PAGE No. 24
Q.1. Describe the circumstances leading to the outbreak of revolutionary protest in France?
Ans. There were some causes which led to the outbreak of revolutionary protest. They are as follows-
(i) Privileges based on birth: There were rich people in the society who received privileges by birth leading to resentment among common people.
(ii) The war with Britain for an independent America: Due to this war, there was a high debt on the French monarchy. For the repayment of those debts, many new taxes were imposed on the common people.
(iii) Concentration of power among the privileged: There was no equal division of power in the society. The 3rd estate was Only had to pay taxes.
(iv) Subsistence Crisis: There was a demand supply gap of bread due to the increasing population and less production of grain.
(v) Growing middle Class: A new class emerged due to the increase in overseas trade. As the people of the middle class were educated and believed in the idea of equal distribution of wealth they began raising their voice to end the privileges on the basis of right of birth.
Q.2. Which groups of French society benefited from the revolution? Which groups were forced to relinquish power? Which sections of society would have been disappointed with the outcome of the revolution?
Ans. (i) The wealthy class of the third estate which came to be known as the new middle class of France benefited the most from the revolution. This group comprised of big businessmen, petty officers, lawyers, teachers, doctors and traders. Previously, these people had to pay state taxes and they did not enjoy equal status. But after the revolution they began to be treated equally with the upper sections of the society.
(ii) With the abolition of feudal system of obligation and taxes, the clergy and the nobility came on the same level with the middle class. They were forced to give up their privileges. Their executive powers were also taken away from them.
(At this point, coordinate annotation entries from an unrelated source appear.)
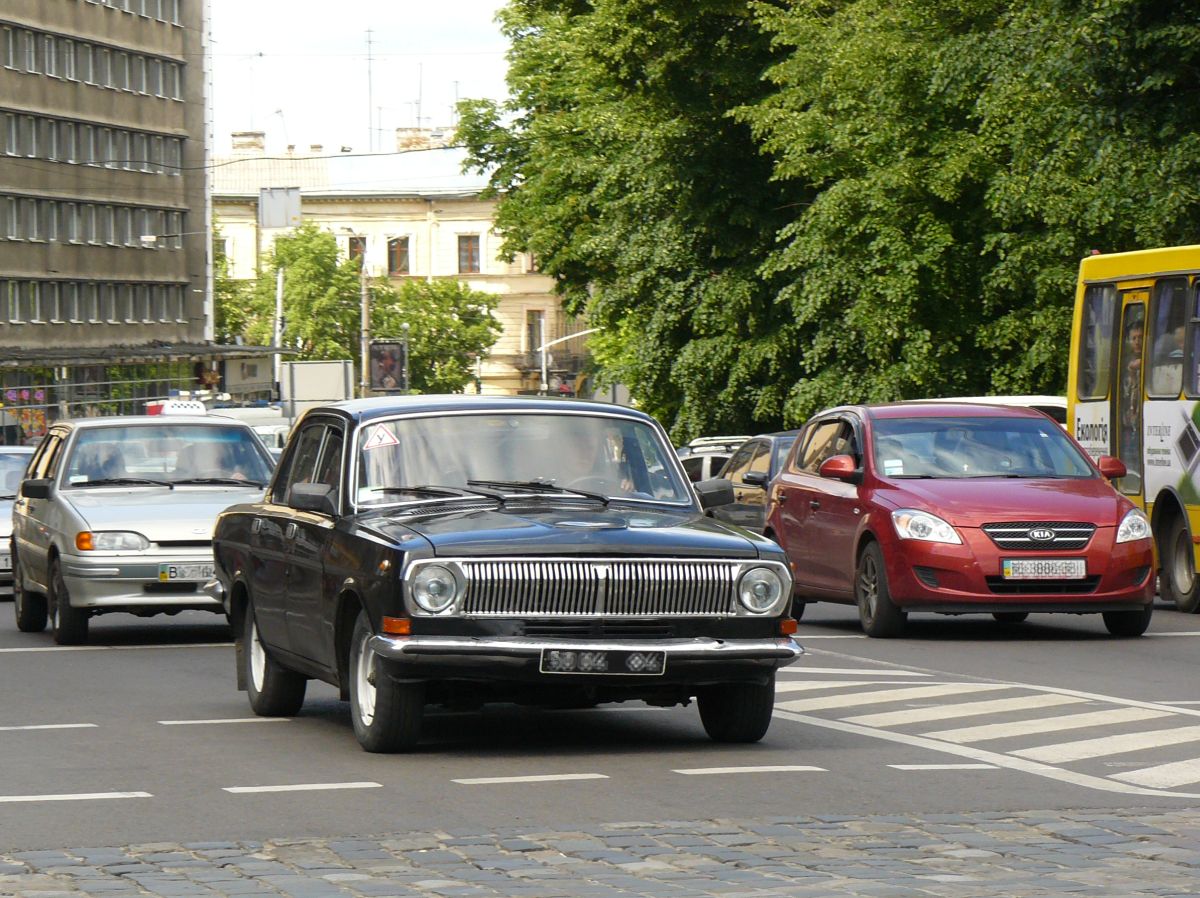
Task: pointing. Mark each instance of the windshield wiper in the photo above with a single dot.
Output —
(540, 486)
(125, 482)
(221, 480)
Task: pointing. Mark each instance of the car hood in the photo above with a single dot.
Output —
(184, 514)
(971, 503)
(559, 531)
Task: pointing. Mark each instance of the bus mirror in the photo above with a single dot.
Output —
(1111, 468)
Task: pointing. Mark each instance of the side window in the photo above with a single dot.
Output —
(1096, 349)
(1169, 311)
(739, 464)
(821, 445)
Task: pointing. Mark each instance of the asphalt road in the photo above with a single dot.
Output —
(142, 737)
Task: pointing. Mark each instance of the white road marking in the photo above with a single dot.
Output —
(303, 788)
(969, 708)
(49, 726)
(76, 796)
(546, 778)
(1164, 776)
(885, 695)
(1110, 744)
(228, 720)
(1045, 724)
(778, 768)
(945, 766)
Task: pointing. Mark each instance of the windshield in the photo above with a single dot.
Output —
(166, 454)
(975, 447)
(611, 456)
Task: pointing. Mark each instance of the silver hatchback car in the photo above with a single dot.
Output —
(117, 514)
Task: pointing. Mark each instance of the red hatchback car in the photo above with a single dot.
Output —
(958, 508)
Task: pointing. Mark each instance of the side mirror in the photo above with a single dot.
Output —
(714, 492)
(1111, 468)
(840, 467)
(35, 489)
(755, 478)
(313, 497)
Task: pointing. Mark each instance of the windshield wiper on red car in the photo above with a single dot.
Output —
(540, 486)
(125, 482)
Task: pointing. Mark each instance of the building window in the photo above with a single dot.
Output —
(397, 256)
(468, 253)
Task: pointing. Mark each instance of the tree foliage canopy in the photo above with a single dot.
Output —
(777, 207)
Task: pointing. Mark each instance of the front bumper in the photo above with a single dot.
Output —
(132, 582)
(700, 660)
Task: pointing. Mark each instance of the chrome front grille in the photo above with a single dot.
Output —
(567, 587)
(1065, 536)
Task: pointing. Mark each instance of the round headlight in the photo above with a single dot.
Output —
(760, 588)
(435, 588)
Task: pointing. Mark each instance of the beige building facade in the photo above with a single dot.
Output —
(411, 214)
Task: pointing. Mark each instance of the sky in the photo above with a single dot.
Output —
(298, 69)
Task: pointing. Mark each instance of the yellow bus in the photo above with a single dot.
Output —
(1133, 391)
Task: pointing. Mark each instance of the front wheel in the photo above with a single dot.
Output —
(28, 608)
(880, 616)
(1128, 623)
(1180, 582)
(274, 690)
(387, 714)
(69, 624)
(737, 712)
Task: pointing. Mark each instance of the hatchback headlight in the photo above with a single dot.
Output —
(1133, 526)
(913, 524)
(759, 590)
(435, 588)
(111, 542)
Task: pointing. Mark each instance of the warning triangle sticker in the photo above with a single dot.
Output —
(381, 437)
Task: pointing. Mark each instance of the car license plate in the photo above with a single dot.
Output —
(1044, 568)
(184, 572)
(563, 660)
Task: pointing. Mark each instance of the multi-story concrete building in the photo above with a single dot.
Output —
(411, 214)
(105, 274)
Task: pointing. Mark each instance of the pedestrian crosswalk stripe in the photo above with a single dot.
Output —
(1045, 724)
(1164, 776)
(885, 695)
(943, 712)
(1111, 744)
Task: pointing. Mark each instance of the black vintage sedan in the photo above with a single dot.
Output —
(459, 550)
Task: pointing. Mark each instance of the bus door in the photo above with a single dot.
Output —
(1127, 414)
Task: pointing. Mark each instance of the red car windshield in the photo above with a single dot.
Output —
(953, 448)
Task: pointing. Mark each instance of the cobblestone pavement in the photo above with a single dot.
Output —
(1025, 855)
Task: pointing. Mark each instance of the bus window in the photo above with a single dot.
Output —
(1096, 353)
(1169, 319)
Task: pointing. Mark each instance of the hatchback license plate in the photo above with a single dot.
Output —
(569, 660)
(184, 572)
(1045, 568)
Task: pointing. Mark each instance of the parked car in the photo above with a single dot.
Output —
(957, 509)
(705, 456)
(456, 550)
(13, 460)
(117, 516)
(750, 470)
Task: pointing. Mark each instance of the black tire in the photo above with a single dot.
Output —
(29, 608)
(1011, 616)
(1128, 623)
(69, 624)
(1179, 581)
(737, 712)
(387, 714)
(880, 616)
(274, 690)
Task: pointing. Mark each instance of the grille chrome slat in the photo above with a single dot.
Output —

(iii) The poorer sections of the society, i.e. small peasants, landless labourers, servants, daily wage earners would have been disappointed with the outcome of the revolution. Women also would have been highly discontented.
Q.3. Describe the legacy of the French Revolution for the peoples of the world during the nineteenth and twentieth centuries?
Ans. The French Revolution proved to be the most important event in the history of the world.
(i) The ideas of liberty and democratic rights were the most important legacy of the French Revolution. These ideas became an umpiring force for the political movements in the world in the 19th and 20th centuries.
(ii) The ideas of liberty, equality and fraternity spread from France to the rest of Europe, system was finally abolished.
(iii) Colonised people reworked on the idea of freedom from bondage into their movements to create a sovereign nation state.
(iv) The idea of Nationalism that emerged after the French Revolution started becoming mass movements all over the world. Now people began to question the absolute power.
(v) The impact of the French Revolution would be seen in India too. Tipu Sultan and Raja Rammohan Roy got deeply influenced by the ideas of the revolution. In the end, we can say that after the French Revolution people all over the world became aware of their rights.
Q.4. Draw up a list of democratic rights we enjoy today whose origins could be traced to the French Revolution?
Ans. The following fundamental rights given in the Indian constitution can be traced to the French Revolution-
Q.5. Would you agree with the view that the message of universal rights was beset with contradictions? Explain.
Ans. The contradiction that follows in the message of universal rights as per the French Constitution of 1791 was women being completely ignored. Women were struggling for equal political rights. All the rights at that time were given to men.
Apart from that the presence of a huge number of people as passive citizens, without voting rights, was like not putting into practice what you preach. It could also be said that the declaration of universal rights was a good beginning but it left much to be desired. In this universal rights, the poor were suppressed. The Constitution is only available for the rich. Women were completely neglected in decision making.
Ques.6. How would you explain the rise of Napoleon?
(i) The political instability of the Directory paved the way for the rise of Napoleon Bonaparte Napoleon had achieved glorious victories in wars. This made France realise that only a military dictator like Napoleon would restore a stable government.
(ii) In 1804, he crowned himself the emperor of France. He set out to conquer neighbouring European countries, dispossessing dynasties and creating kingdoms where he placed members of his family.
(iii) Napoleon viewed himself as a moderniser of Europe. He introduced many laws such as the protection of private property and a uniform system of weight and measures provided by the decimal system.
But his rise to power did not last for a long time. He was finally defeated at Waterloo in 1815.